Après les actes du colloque « La France dans le Pacifique », nous publions deux articles relatifs à cet ensemble Asie-Pacifique qui prend de plus en plus d'importance dans la stratégie mondiale. Le premier, écrit par un ancien attaché des forces armées en république populaire de Chine, traite des relations délicates entre le Japon et l'URSS.
Japon-URSS : le chaud et le froid
« Dans le monde actuel, les relations entre l’Union Soviétique et le Japon ne peuvent pas être pires ». La constatation est d’Anatoly Dobrynine, ex-ambassadeur d’URSS à Washington devenu directeur du département international du parti communiste soviétique. L’influent conseiller de Mikhaïl Gorbatchev s’exprimait ainsi en juillet 1987, un an après le discours-programme de Vladivostok. Et les rapports entre les deux pays ne se sont guère améliorés jusqu’en ce début de 1988. Malgré ses frictions croissantes avec l’allié américain, le Japon est peut-être ainsi le seul grand pays encore réfractaire à la politique soviétique de détente.
Éclaircie en 1986
Il y avait pourtant un paragraphe « Japon » dans la nouvelle stratégie extérieure appliquée par M. Gorbatchev à partir de juillet 1985. Après le remplacement du ministre des Affaires étrangères Andrei Gromyko — « M. Niet » refusait d’aller à Tokyo depuis 1976 — par Edouard Chevardnadzé et le départ du rigide Boris Ponomarev (auquel succéda Anatoly Dobrynine), un ambassadeur japonisant fut envoyé à Tokyo. Et dès janvier 1986, Chevardnadzé ouvrait la voie en se rendant au Japon, ce qui amènera en retour, en mai, la visite à Moscou de son homologue japonais Shintaro Abe.

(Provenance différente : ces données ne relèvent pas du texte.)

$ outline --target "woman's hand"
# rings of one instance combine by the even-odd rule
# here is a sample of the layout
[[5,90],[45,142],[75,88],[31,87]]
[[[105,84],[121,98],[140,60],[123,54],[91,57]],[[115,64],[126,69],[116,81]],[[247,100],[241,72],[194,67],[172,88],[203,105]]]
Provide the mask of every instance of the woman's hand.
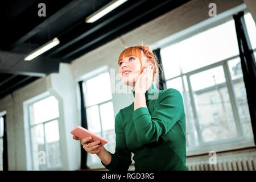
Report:
[[135,93],[145,93],[153,81],[153,66],[148,64],[139,76],[134,87]]
[[101,146],[101,142],[100,140],[90,142],[92,139],[91,136],[86,137],[81,139],[81,138],[73,136],[73,138],[76,140],[81,140],[81,144],[82,146],[82,148],[89,153],[92,154],[95,154],[99,153],[103,146]]

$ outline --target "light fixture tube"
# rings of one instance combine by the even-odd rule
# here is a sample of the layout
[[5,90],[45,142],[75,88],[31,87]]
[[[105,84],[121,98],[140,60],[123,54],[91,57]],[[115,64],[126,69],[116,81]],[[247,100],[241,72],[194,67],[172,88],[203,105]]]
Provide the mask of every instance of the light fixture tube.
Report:
[[114,0],[110,2],[109,3],[88,16],[86,18],[85,22],[86,23],[94,22],[127,1],[127,0]]
[[51,40],[50,42],[44,44],[40,47],[38,48],[36,50],[34,51],[31,53],[30,53],[29,55],[26,56],[24,59],[25,61],[30,61],[35,57],[39,56],[42,54],[44,52],[47,51],[48,50],[51,49],[53,47],[57,46],[60,43],[60,41],[57,38],[55,38]]

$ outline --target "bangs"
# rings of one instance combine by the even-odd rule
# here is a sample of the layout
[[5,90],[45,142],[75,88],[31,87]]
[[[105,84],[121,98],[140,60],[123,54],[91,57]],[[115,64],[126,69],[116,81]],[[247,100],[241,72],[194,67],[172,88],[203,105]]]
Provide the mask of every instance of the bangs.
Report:
[[123,57],[126,57],[131,56],[134,56],[138,59],[139,59],[141,64],[141,50],[139,48],[137,47],[130,47],[122,52],[120,56],[119,56],[118,61],[117,61],[117,64],[119,64],[119,62],[123,59]]

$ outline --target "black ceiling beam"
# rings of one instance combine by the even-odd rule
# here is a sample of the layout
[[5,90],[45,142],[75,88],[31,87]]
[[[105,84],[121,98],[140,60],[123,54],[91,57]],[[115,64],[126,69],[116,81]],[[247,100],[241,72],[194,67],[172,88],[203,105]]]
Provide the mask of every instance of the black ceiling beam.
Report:
[[27,80],[29,80],[30,78],[31,78],[31,77],[30,77],[30,76],[26,77],[23,79],[20,80],[19,81],[18,81],[18,82],[16,82],[15,84],[12,85],[11,86],[9,86],[6,89],[1,89],[1,91],[0,92],[0,95],[3,94],[3,93],[4,93],[5,92],[8,92],[10,90],[11,90],[12,89],[16,87],[19,85],[22,84],[23,82],[26,81]]
[[[61,44],[60,44],[60,46],[59,46],[57,48],[56,47],[56,48],[55,48],[52,51],[51,51],[48,54],[48,55],[52,56],[53,55],[55,55],[56,53],[65,49],[65,48],[72,45],[73,44],[75,43],[76,42],[80,40],[81,39],[84,38],[85,37],[89,35],[90,34],[91,34],[96,32],[96,31],[100,30],[100,28],[104,27],[104,26],[106,26],[108,24],[117,19],[118,18],[120,18],[122,15],[125,15],[126,13],[128,13],[129,11],[131,11],[131,10],[134,9],[134,8],[136,8],[137,7],[139,6],[139,5],[141,5],[141,4],[142,4],[143,3],[144,3],[144,2],[146,2],[147,1],[147,0],[136,1],[135,1],[135,3],[131,4],[131,5],[127,6],[127,7],[126,9],[125,9],[124,10],[119,11],[117,14],[115,14],[115,15],[112,16],[108,19],[106,19],[106,20],[101,22],[101,23],[97,24],[94,27],[93,27],[91,28],[89,28],[89,30],[85,31],[82,34],[79,35],[75,39],[71,38],[69,40],[67,39],[67,40],[64,40],[64,42],[62,42],[61,43]],[[82,21],[82,23],[85,23],[85,18],[84,20]],[[68,32],[67,32],[67,33],[68,33]],[[61,39],[61,38],[60,37],[60,39]]]
[[[1,76],[1,75],[0,75]],[[11,76],[10,77],[9,77],[8,78],[5,80],[3,81],[0,82],[0,86],[1,86],[2,85],[3,85],[3,84],[5,84],[5,83],[7,82],[8,81],[13,80],[13,78],[14,78],[15,77],[16,77],[17,76],[16,75],[13,75],[12,76]]]
[[[109,36],[113,35],[114,34],[113,38],[118,37],[118,36],[121,36],[122,34],[126,32],[126,31],[120,31],[122,29],[124,29],[126,27],[127,27],[129,25],[130,25],[133,23],[137,22],[137,23],[133,23],[133,24],[137,24],[137,27],[138,27],[139,25],[145,23],[151,20],[152,19],[152,16],[156,18],[155,14],[156,13],[157,11],[159,11],[159,9],[163,8],[165,9],[165,11],[162,11],[161,12],[158,12],[158,13],[159,14],[163,14],[163,12],[168,12],[170,10],[170,7],[171,7],[172,9],[174,9],[182,4],[184,4],[185,2],[188,2],[189,1],[184,0],[184,1],[174,1],[174,0],[167,0],[167,1],[158,1],[157,5],[153,7],[150,7],[150,8],[146,9],[148,10],[144,11],[143,13],[138,14],[137,14],[135,17],[132,17],[132,18],[130,18],[129,16],[126,16],[125,19],[122,19],[121,20],[124,23],[122,24],[120,24],[117,22],[114,22],[112,24],[108,24],[108,26],[110,27],[115,27],[114,28],[109,29],[109,31],[104,30],[103,32],[105,31],[105,34],[101,32],[97,34],[97,35],[94,36],[90,36],[91,38],[90,40],[83,40],[83,42],[80,41],[80,42],[78,42],[75,45],[73,45],[72,47],[70,48],[67,48],[65,51],[66,53],[63,51],[61,55],[62,61],[63,62],[69,62],[71,59],[74,59],[74,57],[71,58],[71,56],[72,55],[76,55],[76,53],[81,52],[81,53],[79,53],[77,56],[76,55],[76,57],[78,57],[79,56],[85,53],[84,52],[85,49],[87,48],[89,48],[91,46],[94,46],[97,42],[99,42],[101,40],[107,38]],[[169,7],[167,7],[167,5],[169,6]],[[146,16],[148,15],[149,18]],[[156,16],[157,17],[157,16]],[[134,27],[133,27],[134,28]],[[127,28],[126,28],[127,29]],[[127,31],[127,30],[126,30]]]
[[[2,35],[11,35],[11,36],[2,35],[1,49],[5,51],[11,51],[10,46],[16,45],[16,41],[28,34],[32,30],[46,21],[49,17],[55,14],[56,11],[63,6],[71,2],[71,0],[62,0],[56,3],[55,1],[36,0],[32,5],[24,10],[19,16],[13,21],[10,21],[5,24]],[[44,3],[46,6],[46,16],[39,17],[38,15],[39,3]],[[37,30],[38,31],[38,30]],[[28,35],[29,36],[29,35]],[[13,48],[14,47],[11,46]]]
[[[60,10],[57,11],[56,13],[52,15],[48,19],[44,20],[43,22],[40,23],[35,28],[32,29],[30,31],[28,31],[25,35],[20,37],[19,39],[18,39],[15,42],[14,42],[10,47],[9,49],[11,50],[16,46],[19,44],[22,44],[24,42],[34,35],[37,34],[38,32],[41,31],[41,30],[44,28],[47,28],[47,26],[49,24],[52,23],[52,22],[56,20],[57,18],[61,17],[63,15],[66,13],[67,11],[70,10],[71,9],[75,7],[77,5],[78,3],[82,3],[84,0],[73,0],[71,2],[69,3],[68,5],[65,5],[64,7],[61,8]],[[46,7],[47,8],[48,5],[46,5]],[[48,11],[47,11],[48,12]],[[48,16],[49,16],[47,14]]]
[[59,72],[60,59],[39,56],[24,61],[26,56],[0,51],[0,72],[38,77]]

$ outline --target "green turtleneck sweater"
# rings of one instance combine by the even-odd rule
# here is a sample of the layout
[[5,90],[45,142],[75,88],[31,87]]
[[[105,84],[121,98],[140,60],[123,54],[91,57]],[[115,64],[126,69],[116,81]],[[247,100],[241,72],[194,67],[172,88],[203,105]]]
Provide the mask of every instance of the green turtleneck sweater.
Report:
[[109,152],[108,165],[101,163],[110,171],[127,171],[133,152],[135,171],[188,170],[181,95],[174,89],[160,90],[152,84],[145,97],[147,108],[134,110],[133,102],[117,113],[115,152]]

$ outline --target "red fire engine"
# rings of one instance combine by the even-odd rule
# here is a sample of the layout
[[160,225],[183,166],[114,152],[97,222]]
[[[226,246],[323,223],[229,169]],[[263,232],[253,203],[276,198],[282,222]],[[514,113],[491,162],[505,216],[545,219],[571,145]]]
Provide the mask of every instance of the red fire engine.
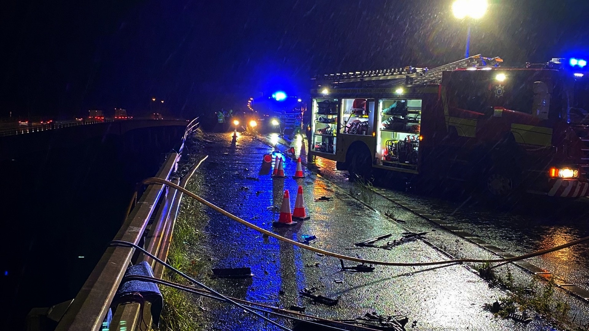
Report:
[[495,197],[587,196],[589,85],[575,61],[507,68],[478,55],[317,77],[310,160],[425,190],[462,182]]

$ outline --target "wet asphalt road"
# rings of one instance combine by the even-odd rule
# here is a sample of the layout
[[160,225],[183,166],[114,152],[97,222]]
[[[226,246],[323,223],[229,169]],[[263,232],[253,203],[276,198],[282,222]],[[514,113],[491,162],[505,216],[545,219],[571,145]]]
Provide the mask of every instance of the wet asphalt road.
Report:
[[[207,134],[206,138],[210,142],[206,144],[205,152],[210,157],[200,170],[203,183],[200,194],[259,226],[294,240],[300,240],[303,235],[315,235],[317,241],[312,244],[315,247],[369,259],[399,262],[448,259],[439,250],[420,241],[403,244],[391,250],[366,247],[350,249],[354,248],[355,241],[386,233],[392,233],[393,238],[398,237],[408,229],[428,231],[428,241],[454,256],[490,257],[488,252],[480,247],[452,234],[436,230],[431,224],[385,199],[377,197],[373,205],[376,210],[365,206],[349,194],[353,184],[347,180],[345,174],[330,170],[333,165],[329,163],[325,162],[320,168],[321,175],[305,169],[306,177],[295,180],[290,176],[296,164],[290,158],[284,158],[287,178],[273,180],[269,176],[258,176],[263,155],[273,150],[268,144],[242,135],[238,138],[237,145],[232,146],[229,133]],[[322,166],[320,163],[319,166]],[[303,186],[307,211],[312,219],[292,227],[273,228],[272,222],[278,215],[267,207],[274,203],[280,204],[285,188],[290,192],[290,204],[293,207],[299,184]],[[411,200],[422,209],[429,208],[432,213],[444,214],[441,217],[449,217],[456,209],[456,206],[451,203],[398,191],[393,193]],[[314,198],[322,196],[334,198],[329,201],[313,201]],[[383,214],[384,211],[406,223],[393,221]],[[496,233],[498,240],[505,241],[503,247],[507,247],[508,243],[514,245],[512,247],[518,247],[510,240],[511,237],[501,234],[503,231],[497,227],[494,229],[493,223],[485,225],[483,221],[469,221],[473,215],[470,213],[465,209],[451,216],[453,220],[461,220],[469,226],[487,227],[485,233],[489,237],[494,237],[491,234]],[[477,213],[474,215],[480,220],[485,219],[482,215],[488,220],[494,220],[497,216],[484,211]],[[494,318],[483,309],[483,305],[505,296],[504,293],[489,289],[486,282],[463,266],[435,269],[377,266],[372,273],[341,272],[339,262],[335,259],[320,256],[274,239],[264,238],[259,233],[214,211],[209,210],[207,214],[210,217],[206,229],[208,240],[203,244],[206,246],[203,251],[210,254],[213,267],[248,266],[254,275],[252,279],[210,281],[210,285],[227,294],[280,307],[306,306],[307,313],[330,319],[355,318],[372,312],[383,315],[403,314],[409,317],[410,322],[406,326],[411,330],[547,329],[537,320],[524,325],[510,319]],[[500,243],[503,241],[498,245]],[[533,247],[531,244],[527,248]],[[315,266],[316,263],[319,266]],[[336,283],[336,279],[342,279],[342,282]],[[329,297],[341,296],[339,303],[330,307],[313,305],[309,299],[297,295],[300,289],[317,286],[324,286],[320,294]],[[581,318],[587,313],[584,304],[580,300],[571,297],[567,300]],[[239,309],[213,302],[205,303],[207,307],[205,309],[210,313],[207,315],[210,316],[205,329],[277,329]],[[287,326],[292,326],[290,322],[276,320]]]

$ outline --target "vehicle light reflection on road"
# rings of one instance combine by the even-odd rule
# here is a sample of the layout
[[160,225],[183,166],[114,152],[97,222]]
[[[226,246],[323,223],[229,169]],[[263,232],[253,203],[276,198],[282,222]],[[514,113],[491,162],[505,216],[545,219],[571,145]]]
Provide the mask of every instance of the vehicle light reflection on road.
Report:
[[[542,236],[540,247],[538,249],[545,249],[552,246],[562,245],[569,241],[578,239],[577,236],[571,234],[572,229],[568,227],[556,227],[550,229]],[[542,256],[546,259],[558,259],[561,261],[568,261],[575,258],[574,246],[567,247]],[[558,262],[557,261],[555,261]]]
[[270,135],[270,142],[273,146],[278,145],[278,140],[280,138],[277,133],[273,133]]
[[294,136],[294,157],[300,156],[300,149],[303,147],[303,136],[297,134]]

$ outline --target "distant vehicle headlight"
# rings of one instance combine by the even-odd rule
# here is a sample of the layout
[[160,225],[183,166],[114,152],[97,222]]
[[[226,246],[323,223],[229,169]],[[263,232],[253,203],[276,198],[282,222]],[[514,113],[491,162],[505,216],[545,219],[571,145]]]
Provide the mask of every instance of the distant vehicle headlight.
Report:
[[548,170],[551,178],[573,178],[579,177],[579,170],[573,168],[557,168],[552,167]]

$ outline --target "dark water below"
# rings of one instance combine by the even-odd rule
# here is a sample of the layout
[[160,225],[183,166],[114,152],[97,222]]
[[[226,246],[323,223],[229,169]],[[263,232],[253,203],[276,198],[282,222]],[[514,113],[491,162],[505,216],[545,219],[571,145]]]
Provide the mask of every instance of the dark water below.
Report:
[[135,183],[171,147],[142,144],[141,134],[0,163],[3,327],[24,329],[31,308],[75,296],[120,227]]

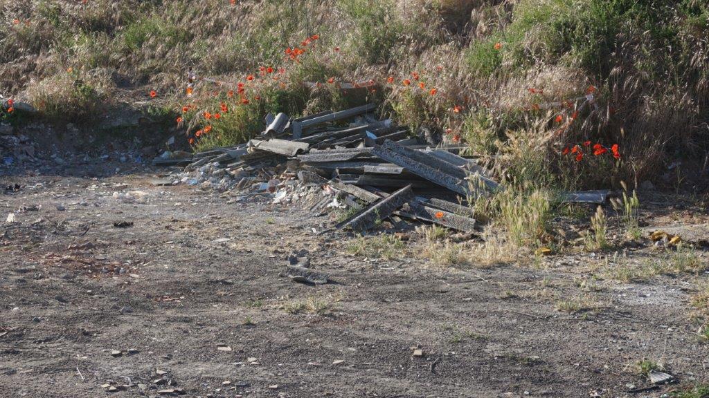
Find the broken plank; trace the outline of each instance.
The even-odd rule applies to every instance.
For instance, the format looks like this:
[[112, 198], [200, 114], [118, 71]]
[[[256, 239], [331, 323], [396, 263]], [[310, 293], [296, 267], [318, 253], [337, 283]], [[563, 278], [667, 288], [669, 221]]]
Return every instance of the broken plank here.
[[350, 219], [337, 224], [335, 228], [341, 229], [349, 227], [354, 230], [369, 229], [377, 220], [386, 219], [394, 210], [412, 199], [413, 199], [413, 193], [411, 191], [411, 186], [406, 186], [392, 193], [388, 198], [369, 205]]
[[[447, 174], [430, 166], [416, 161], [406, 155], [402, 155], [380, 145], [374, 145], [372, 153], [384, 160], [401, 166], [408, 171], [424, 178], [435, 184], [447, 188], [453, 192], [468, 195], [472, 193], [468, 188], [467, 181], [458, 177]], [[371, 185], [371, 184], [368, 184]]]
[[411, 215], [415, 216], [418, 220], [423, 220], [448, 228], [457, 229], [464, 232], [475, 232], [475, 220], [458, 215], [455, 213], [435, 209], [424, 205], [420, 203], [413, 201], [409, 204], [408, 208], [405, 207], [401, 212], [401, 217], [412, 218]]
[[335, 189], [342, 191], [345, 193], [349, 193], [357, 199], [364, 200], [367, 203], [372, 203], [379, 200], [379, 197], [378, 195], [354, 185], [346, 184], [342, 181], [335, 180], [330, 181], [328, 183]]
[[252, 140], [250, 143], [253, 147], [262, 151], [289, 157], [294, 157], [300, 152], [305, 152], [310, 148], [310, 145], [305, 142], [296, 142], [278, 138], [272, 138], [268, 141]]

Au cours de ces deux contacts, la partie soviétique accepta, dans une concession de pure forme, de parler de l’obstacle n° 1 à la négociation d’un traité de paix et à un rapprochement : le statut des Kouriles du Sud, traditionnellement japonaises mais annexées par l’URSS en 1945. Rappelons que ces « territoires du nord » (pour le Japon), situés à proximité de Hokkaido, comprennent les îlots Habomaï, la petite île de Shikotan et les deux îles plus grandes de Kunashiri et Etorofu. Dans sa conférence de presse du 19 janvier à Tokyo, M. Chevardnadzé précisa cependant à propos de la « question territoriale » : « … Cette question a été posée par la partie japonaise et nous y avons répondu en conséquence. Notre position est connue. Elle a été encore récemment exposée par les dirigeants de notre parti et de notre État aux représentants nippons. Nous avons souligné que si l’on aspirait réellement à améliorer nos relations, il importait de rester sur le terrain des réalités… ». Et un peu plus loin : « … C’est le problème sur lequel nous n’avons pas réussi à nous entendre. Quant à la conception des justifications juridiques et historiques de la position soviétique, chez nous, rien n’a changé à ce propos… ».